Myth No. 26: There were times in the Earth's history where carbon dioxide levels were much higher than today, yet glaciation occurred, proving carbon dioxide does not lead to warming.

(Note: Much of this discussion depends on the excellent work of Dana Royer, published in Geochimica et Cosmochimica Acta 70 (2006) 5665-5675.) First, it is important to note that there were no meteorologists routinely measuring atmospheric carbon dioxide before the evolution of humans (nor even before the modern scientific era). So scientists have to go to what are called "proxies". These typically have significant error bars, so the more different types of proxies you have that agree with each other, the more confident you are of the record. Proxies include analyzing "fossil soils", the air openings of plant fossils (fossil stomata), and others.

Two specific times were fingered for this myth, the late Ordovician, about 444 million years ago, and the early Jurassic to Cretaceous, about 184 to 67 million years ago. The evidence of a brief glaciation during the first time period is "unequivocal" (Royer). The problem is there is only one proxy datum of carbon dioxide, but it does show a high carbon dioxide level. However, because of the sampling involved, it is sort of an average over a significantly longer time period that includes a well-studied warm event as well as the glaciation. So the statement that applies here is "more data is needed" as not much can be concluded from this one ambiguous data point.

Turning to the second time period, there is no direct evidence of glaciers or ice sheets (such as glacial till, striations in rocks, etc.) during this entire period. There are six cool events that Royer examined. The first two are correlated with low carbon dioxide levels.

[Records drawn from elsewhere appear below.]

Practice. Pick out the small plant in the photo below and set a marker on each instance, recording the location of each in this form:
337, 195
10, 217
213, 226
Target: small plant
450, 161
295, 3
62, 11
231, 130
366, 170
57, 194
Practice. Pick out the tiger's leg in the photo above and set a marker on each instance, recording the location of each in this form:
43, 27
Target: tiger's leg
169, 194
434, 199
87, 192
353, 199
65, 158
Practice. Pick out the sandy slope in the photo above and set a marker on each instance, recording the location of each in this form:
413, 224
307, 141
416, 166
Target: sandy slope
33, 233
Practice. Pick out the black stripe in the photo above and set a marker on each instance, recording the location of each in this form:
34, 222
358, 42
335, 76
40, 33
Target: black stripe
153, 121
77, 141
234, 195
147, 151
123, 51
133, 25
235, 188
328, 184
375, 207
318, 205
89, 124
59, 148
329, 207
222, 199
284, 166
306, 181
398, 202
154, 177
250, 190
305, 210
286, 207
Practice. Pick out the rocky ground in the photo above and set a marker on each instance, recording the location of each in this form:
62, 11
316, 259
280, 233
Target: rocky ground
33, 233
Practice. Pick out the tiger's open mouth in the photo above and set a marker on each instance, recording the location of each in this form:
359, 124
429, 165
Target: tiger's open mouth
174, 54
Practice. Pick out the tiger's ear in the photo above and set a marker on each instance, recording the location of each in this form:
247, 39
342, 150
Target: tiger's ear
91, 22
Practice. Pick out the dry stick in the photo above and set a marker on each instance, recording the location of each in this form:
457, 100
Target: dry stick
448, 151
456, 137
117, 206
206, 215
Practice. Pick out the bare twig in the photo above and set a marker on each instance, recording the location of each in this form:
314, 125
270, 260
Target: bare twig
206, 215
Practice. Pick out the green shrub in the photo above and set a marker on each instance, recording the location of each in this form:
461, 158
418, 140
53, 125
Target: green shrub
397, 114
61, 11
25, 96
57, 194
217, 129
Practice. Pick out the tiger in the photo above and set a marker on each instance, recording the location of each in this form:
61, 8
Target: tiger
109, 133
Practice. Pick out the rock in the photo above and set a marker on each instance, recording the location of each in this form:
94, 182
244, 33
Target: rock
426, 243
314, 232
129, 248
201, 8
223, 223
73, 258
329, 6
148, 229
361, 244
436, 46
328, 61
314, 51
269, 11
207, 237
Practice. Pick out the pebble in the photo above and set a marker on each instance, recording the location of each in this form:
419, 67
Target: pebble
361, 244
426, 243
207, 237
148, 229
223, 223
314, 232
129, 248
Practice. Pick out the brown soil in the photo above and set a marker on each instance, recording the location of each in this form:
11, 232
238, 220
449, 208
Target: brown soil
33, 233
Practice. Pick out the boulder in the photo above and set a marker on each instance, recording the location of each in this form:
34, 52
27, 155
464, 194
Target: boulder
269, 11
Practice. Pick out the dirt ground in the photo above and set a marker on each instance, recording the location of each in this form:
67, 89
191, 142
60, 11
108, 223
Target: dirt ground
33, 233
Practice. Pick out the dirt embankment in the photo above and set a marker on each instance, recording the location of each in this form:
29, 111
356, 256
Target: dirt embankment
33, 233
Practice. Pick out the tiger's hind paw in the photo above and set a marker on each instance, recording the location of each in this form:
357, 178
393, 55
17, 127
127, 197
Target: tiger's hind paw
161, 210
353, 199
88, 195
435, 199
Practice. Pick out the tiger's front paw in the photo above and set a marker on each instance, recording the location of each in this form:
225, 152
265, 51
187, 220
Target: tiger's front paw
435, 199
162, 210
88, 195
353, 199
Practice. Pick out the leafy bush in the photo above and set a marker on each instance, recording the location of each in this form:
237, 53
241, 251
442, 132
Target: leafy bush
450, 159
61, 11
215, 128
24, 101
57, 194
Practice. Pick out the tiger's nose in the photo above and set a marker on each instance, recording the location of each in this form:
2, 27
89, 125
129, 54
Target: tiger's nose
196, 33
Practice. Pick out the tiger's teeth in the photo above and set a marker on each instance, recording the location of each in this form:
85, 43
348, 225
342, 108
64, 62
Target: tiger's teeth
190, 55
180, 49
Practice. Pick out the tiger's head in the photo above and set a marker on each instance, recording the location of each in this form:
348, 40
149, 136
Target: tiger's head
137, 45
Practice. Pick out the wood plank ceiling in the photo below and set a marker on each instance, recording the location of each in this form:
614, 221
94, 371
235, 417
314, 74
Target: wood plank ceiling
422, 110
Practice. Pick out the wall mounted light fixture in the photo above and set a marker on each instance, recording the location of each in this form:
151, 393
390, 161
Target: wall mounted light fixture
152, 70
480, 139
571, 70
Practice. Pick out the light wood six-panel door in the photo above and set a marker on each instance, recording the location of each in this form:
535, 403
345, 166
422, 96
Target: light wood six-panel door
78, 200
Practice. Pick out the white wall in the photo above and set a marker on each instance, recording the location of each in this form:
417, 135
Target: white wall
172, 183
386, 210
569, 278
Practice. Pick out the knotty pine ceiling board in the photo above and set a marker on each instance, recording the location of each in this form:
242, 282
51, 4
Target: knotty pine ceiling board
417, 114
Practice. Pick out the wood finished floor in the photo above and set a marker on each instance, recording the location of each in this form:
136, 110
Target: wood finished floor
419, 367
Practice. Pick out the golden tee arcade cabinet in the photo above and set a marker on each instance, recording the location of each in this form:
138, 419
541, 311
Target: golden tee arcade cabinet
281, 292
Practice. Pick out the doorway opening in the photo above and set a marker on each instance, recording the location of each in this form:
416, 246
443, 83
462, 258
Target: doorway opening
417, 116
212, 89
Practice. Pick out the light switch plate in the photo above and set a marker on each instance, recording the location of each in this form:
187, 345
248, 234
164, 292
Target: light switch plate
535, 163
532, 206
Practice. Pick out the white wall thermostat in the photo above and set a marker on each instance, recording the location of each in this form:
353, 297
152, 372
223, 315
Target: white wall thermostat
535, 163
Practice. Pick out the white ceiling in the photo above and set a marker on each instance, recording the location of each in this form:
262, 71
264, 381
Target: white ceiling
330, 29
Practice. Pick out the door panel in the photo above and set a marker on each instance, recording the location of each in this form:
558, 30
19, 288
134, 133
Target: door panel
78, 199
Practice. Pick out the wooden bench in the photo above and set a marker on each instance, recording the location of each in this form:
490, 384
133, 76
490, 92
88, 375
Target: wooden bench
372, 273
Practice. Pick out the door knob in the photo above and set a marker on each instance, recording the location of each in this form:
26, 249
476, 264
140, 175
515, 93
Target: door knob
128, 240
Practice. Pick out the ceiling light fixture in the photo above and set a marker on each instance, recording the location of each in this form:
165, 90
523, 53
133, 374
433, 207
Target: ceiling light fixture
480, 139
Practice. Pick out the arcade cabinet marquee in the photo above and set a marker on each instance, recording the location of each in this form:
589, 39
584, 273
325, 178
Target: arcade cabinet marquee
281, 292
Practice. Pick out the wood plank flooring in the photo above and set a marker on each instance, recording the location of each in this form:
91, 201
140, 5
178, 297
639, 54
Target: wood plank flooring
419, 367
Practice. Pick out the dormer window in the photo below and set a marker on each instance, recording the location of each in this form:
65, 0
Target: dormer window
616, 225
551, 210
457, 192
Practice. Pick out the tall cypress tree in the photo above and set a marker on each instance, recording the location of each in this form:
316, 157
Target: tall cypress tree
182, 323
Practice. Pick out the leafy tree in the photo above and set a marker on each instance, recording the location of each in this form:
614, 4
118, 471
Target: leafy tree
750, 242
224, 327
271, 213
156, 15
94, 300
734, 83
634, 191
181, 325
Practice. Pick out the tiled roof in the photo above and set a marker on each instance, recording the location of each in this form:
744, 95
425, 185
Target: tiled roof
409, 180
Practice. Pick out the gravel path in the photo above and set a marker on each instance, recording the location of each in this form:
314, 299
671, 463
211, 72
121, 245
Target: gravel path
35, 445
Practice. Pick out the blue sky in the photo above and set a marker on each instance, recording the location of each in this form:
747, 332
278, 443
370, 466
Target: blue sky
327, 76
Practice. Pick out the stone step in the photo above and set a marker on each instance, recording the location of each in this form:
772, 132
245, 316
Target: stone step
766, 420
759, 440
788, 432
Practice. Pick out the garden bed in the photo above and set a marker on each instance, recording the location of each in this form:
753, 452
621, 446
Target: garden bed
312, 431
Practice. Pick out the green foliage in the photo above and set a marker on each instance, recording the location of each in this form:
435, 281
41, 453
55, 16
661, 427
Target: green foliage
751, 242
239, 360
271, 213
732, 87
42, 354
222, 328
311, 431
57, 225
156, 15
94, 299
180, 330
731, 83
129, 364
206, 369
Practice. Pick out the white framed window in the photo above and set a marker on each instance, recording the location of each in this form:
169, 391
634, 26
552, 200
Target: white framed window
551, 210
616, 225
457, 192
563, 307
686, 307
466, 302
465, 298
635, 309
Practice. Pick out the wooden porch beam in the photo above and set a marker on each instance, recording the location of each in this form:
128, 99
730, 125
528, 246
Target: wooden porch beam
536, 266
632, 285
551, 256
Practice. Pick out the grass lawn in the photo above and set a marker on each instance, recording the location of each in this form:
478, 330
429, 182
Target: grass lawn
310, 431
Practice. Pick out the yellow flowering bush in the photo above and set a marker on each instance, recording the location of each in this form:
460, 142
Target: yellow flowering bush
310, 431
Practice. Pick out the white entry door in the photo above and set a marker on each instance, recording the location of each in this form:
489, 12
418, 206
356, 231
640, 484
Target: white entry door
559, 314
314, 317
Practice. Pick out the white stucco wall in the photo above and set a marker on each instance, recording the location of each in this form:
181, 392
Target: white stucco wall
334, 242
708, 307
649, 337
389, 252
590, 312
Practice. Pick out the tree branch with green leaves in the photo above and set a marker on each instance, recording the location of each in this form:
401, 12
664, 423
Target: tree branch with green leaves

The third falls in a time range (about 141 ot 136 million years ago) where no proxy data are available. Although there were high carbon dioxide levels indicated by proxies before and after this event, which consisted of a couple of shorter cool events, there is one rather low level that falls just after the end of the second cool event. More data is needed for this time period. The fourth event also contained two cool subevents (150 to 144 and 125 to 112 million years ago). However, although once again there is need for more data, there is no contradiction between proxy carbon dioxide levels and temperature. The last event spans a data-rich time in the geological record for carbon dioxide. The two cool shorter events during this time correspond to relatively low carbon dioxide levels.

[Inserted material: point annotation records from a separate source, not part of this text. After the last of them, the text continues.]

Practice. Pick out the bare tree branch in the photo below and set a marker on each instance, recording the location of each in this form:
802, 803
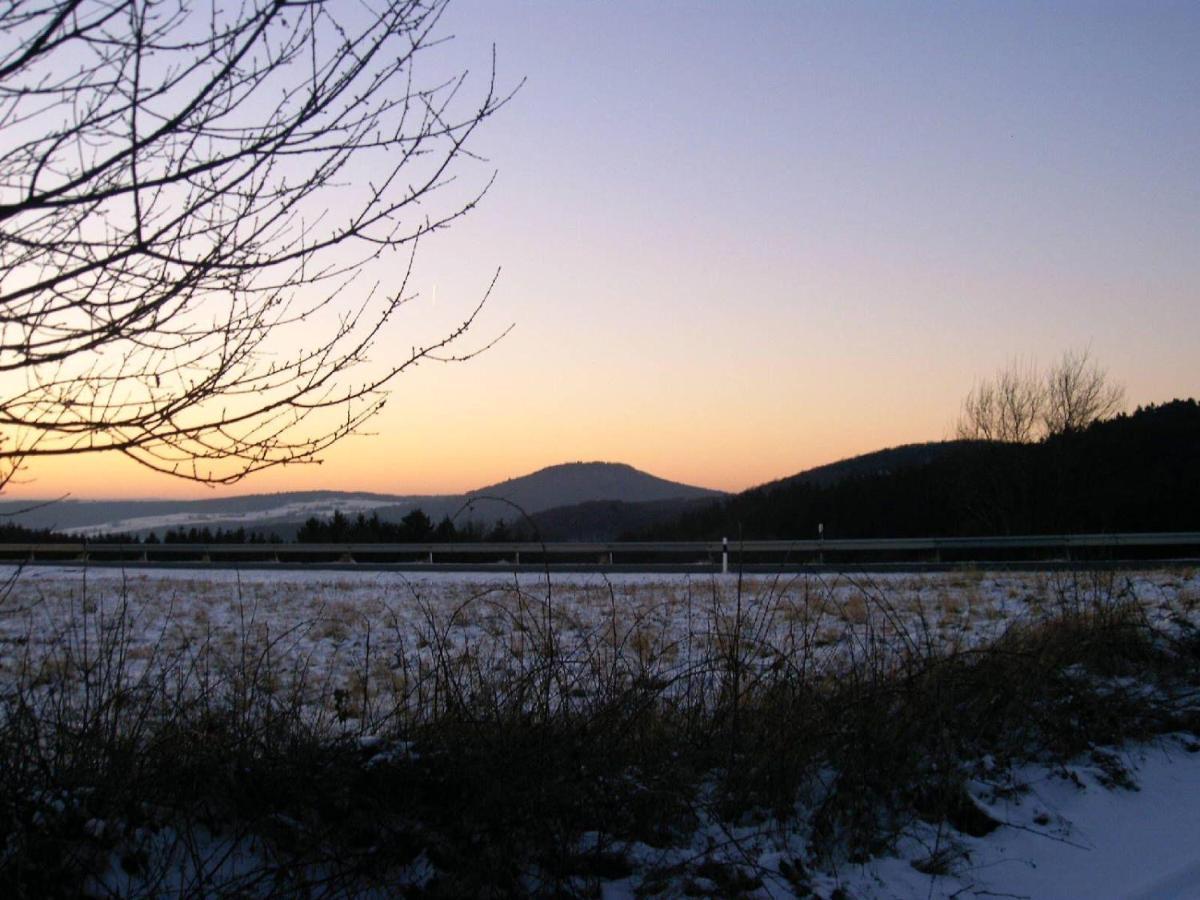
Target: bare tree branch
186, 193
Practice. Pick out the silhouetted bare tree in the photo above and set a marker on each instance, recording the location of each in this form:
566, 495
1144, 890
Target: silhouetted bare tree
1079, 393
1006, 407
189, 195
1020, 403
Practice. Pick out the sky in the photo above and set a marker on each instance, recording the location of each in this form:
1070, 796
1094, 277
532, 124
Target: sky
739, 240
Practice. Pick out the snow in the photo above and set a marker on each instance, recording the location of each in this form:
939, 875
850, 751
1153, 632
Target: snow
1067, 831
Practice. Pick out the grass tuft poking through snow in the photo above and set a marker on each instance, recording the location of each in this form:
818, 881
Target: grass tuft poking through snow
491, 737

In conclusion, it appears the claim there were extensive glaciations during high atmospheric carbon concentrations in the past is without merit. The few higher carbon dioxide levels found in the time vicinity of cool events are poorly correlated to those events. My truth-o-meter rates this claim as one leg of the pants on fire (Drop and roll!).

Myth No. 27: Greenhouse gases such as carbon dioxide act like a blanket to warm the Earth.

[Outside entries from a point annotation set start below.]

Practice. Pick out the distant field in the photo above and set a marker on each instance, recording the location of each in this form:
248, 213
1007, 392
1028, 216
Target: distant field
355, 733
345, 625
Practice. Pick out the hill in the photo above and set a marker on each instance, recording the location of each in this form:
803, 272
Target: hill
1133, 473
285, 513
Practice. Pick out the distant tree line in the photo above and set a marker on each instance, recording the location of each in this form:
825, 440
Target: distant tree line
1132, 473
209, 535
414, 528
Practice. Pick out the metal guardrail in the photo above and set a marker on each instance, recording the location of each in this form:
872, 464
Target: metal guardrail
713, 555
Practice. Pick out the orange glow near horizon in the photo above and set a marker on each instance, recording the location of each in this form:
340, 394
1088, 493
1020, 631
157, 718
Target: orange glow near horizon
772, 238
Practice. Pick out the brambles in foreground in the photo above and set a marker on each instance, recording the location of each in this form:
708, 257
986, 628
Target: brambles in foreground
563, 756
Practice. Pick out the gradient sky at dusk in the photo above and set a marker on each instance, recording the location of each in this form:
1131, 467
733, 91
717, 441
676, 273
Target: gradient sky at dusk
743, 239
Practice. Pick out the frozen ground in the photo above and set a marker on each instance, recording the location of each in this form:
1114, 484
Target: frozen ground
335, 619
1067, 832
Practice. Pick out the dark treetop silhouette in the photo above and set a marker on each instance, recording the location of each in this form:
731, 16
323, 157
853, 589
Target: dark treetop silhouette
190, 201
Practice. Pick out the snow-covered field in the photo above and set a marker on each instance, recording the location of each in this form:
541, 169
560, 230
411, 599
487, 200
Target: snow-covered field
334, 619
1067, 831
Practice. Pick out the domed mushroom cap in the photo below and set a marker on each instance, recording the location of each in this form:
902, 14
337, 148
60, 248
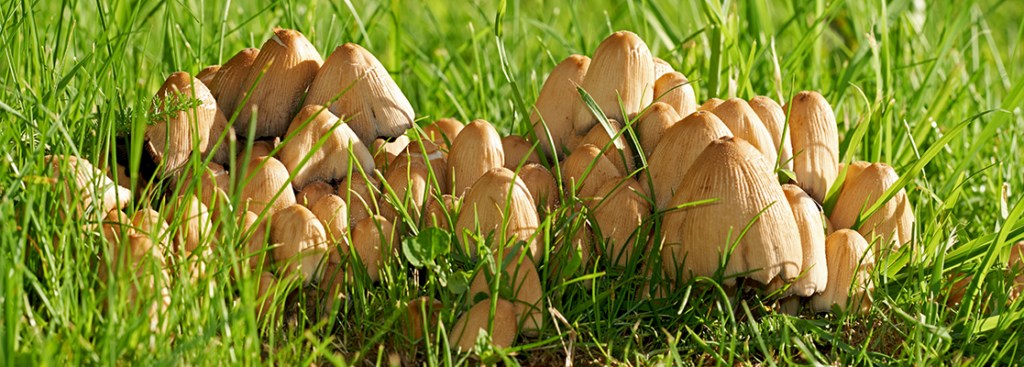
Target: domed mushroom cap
893, 222
226, 85
330, 162
850, 262
377, 107
291, 64
622, 69
619, 210
518, 151
299, 242
465, 331
476, 150
552, 105
815, 143
677, 151
774, 120
484, 208
583, 161
266, 176
674, 89
730, 169
653, 123
743, 123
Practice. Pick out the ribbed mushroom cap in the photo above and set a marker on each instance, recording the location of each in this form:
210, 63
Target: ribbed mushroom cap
226, 85
815, 143
299, 242
176, 132
579, 162
291, 64
850, 262
553, 104
682, 98
526, 292
377, 107
465, 331
484, 208
619, 209
542, 186
516, 149
330, 162
893, 222
812, 240
622, 70
312, 193
268, 176
678, 150
653, 123
696, 237
774, 120
743, 123
476, 150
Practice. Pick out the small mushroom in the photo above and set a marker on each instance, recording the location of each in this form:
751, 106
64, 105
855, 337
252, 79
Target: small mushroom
850, 262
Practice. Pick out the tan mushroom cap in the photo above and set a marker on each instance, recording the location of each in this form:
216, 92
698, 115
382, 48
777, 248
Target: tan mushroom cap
774, 120
291, 64
850, 262
476, 150
299, 242
465, 331
893, 222
553, 105
622, 70
730, 169
815, 143
677, 151
375, 104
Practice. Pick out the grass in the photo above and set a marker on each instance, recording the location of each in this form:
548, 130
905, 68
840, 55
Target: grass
933, 89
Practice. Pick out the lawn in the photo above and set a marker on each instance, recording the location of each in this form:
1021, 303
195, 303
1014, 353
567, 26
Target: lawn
934, 89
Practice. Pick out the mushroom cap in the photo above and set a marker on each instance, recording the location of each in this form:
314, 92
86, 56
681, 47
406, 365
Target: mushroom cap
580, 162
774, 119
683, 99
653, 123
551, 105
517, 150
467, 328
743, 123
893, 222
850, 263
474, 152
677, 151
375, 104
815, 143
299, 242
484, 208
696, 238
291, 64
621, 70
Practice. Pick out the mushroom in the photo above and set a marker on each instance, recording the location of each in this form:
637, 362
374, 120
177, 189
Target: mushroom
893, 222
285, 67
375, 105
299, 242
677, 151
674, 89
621, 77
815, 144
476, 150
552, 105
774, 119
850, 262
653, 123
696, 239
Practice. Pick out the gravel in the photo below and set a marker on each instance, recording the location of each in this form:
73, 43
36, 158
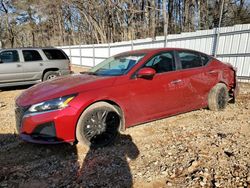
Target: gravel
196, 149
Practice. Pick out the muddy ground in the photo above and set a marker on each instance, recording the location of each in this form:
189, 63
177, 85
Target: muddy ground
197, 149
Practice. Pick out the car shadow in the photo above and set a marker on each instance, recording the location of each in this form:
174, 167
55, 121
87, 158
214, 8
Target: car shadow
34, 165
108, 166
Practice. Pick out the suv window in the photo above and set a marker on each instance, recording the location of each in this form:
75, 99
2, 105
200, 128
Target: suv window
53, 54
31, 55
205, 59
189, 60
9, 56
162, 63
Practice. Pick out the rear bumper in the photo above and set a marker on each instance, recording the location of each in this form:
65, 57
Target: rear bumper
65, 72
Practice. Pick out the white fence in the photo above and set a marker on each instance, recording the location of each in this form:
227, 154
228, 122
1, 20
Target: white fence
233, 46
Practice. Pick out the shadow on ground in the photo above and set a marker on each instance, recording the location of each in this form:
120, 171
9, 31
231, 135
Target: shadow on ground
32, 165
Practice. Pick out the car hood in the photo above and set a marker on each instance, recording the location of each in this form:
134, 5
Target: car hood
61, 87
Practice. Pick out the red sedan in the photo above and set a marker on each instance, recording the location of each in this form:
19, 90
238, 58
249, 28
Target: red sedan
122, 91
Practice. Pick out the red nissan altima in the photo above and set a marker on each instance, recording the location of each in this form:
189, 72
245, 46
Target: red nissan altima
124, 90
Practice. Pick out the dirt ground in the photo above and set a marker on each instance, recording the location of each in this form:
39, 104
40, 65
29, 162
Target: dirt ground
197, 149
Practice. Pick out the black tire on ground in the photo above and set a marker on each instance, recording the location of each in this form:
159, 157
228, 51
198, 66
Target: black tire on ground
98, 126
50, 75
218, 97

This is more of a misconception than a myth, but it can lead to climate-denial talking points like Myth No. 2. A blanket keeps you warm due to its rather low thermal conductivity; that is, heat can't move through a blanket as readily as it can through a single pane of glass for instance. The side of the blanket above you warms up such that the temperature difference between you and your environment (the near side of the blanket) is reduced, and a reduced temperature difference slows the flow of heat from your body.

What really happens is that greenhouse gases absorb infrared ("heat") radiation directed upward from the Earth's surface and re-emit in all directions, up as well as down. So the effect is more like getting warm from a radiant heater or a fire, except that the gases don't create the heat like a heater does; they just redirect the heat. This is indeed like a blanket, since it doesn't produce its own heat either. So the net result, blanket or gas, is pretty much the same, but the mechanism is different.